June 23, 2004, may go down in mutual fund history as Independence Day. That's when the Securities and Exchange Commission approved new regulations requiring mutual fund boards of trustees to become more independent from the fund companies behind the funds they oversee.

Fund investors should be careful about this and other regulatory initiatives: What was designed to help may hurt.

When the new regulations take effect, mutual fund boards will need an independent chairman -- a fund company executive will not be allowed at the helm. Additionally, the boards will have to be 75% independent. The rule was approved in a contentious 3-to-2 vote.

All this regulatory hoopla is ostensibly to help stop fund companies from partaking in the sort of shenanigans that in recent years gave funds a bad name. How these and other proposed rules by the SEC, Congress and various state securities regulators will prevent the bending or breaking of existing rules once again is unclear, other than that these groups subscribe to the broad notion that reducing conflicts of interest is good by default, just like gobs of disclosure.

New regulations could mean that even more fund managers will depart to start low-regulation/high-fee investment products and drag formerly low-fee/high-regulation clients along for the (wild and expensive) ride.

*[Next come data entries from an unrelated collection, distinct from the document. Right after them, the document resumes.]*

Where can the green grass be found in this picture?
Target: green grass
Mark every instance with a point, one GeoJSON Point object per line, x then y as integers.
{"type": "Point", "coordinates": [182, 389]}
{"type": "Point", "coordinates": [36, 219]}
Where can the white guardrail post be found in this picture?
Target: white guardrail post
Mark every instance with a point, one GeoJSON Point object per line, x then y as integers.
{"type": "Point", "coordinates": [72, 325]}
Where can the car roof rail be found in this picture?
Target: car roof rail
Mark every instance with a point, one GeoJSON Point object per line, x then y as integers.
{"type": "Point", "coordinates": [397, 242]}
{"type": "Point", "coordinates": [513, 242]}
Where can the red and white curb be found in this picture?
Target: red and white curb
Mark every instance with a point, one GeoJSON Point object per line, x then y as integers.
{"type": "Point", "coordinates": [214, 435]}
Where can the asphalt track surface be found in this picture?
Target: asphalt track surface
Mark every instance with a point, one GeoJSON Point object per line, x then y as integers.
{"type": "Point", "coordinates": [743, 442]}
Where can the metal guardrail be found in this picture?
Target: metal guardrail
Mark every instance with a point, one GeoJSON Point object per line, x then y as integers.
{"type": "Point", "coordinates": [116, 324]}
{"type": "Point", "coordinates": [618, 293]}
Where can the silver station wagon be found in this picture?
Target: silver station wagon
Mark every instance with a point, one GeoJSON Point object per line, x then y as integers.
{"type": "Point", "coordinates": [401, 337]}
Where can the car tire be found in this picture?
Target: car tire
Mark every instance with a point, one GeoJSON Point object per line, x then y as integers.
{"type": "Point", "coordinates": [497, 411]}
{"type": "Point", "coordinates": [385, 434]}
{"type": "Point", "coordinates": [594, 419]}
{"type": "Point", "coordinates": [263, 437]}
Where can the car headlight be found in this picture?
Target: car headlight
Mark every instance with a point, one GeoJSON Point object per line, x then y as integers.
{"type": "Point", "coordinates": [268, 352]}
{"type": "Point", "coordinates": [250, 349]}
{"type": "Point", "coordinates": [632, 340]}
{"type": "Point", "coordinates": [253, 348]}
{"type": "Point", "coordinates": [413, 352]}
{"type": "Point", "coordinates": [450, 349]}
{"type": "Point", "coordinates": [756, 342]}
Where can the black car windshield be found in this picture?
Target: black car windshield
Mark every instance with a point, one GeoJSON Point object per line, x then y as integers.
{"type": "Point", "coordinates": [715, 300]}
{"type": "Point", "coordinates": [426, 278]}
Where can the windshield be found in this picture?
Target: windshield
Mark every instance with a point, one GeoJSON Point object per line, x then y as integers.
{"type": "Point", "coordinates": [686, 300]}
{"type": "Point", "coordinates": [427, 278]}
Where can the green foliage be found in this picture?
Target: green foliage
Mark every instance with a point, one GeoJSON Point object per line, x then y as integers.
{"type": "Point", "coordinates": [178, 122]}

Launching and operating a hedge fund costs about one-tenth as much as starting a mutual fund, largely because state and federal regulators can't shake down proprietors for information and fees (none of which prevented any of the fund company crimes against humanity of recent years -- they just enriched state coffers).

A hedge fund is like a mutual fund in that investor money is pooled and managed. Hedge funds are just private unregistered managed pools of money. Similarities quickly vanish, largely because of a huge regulatory gap.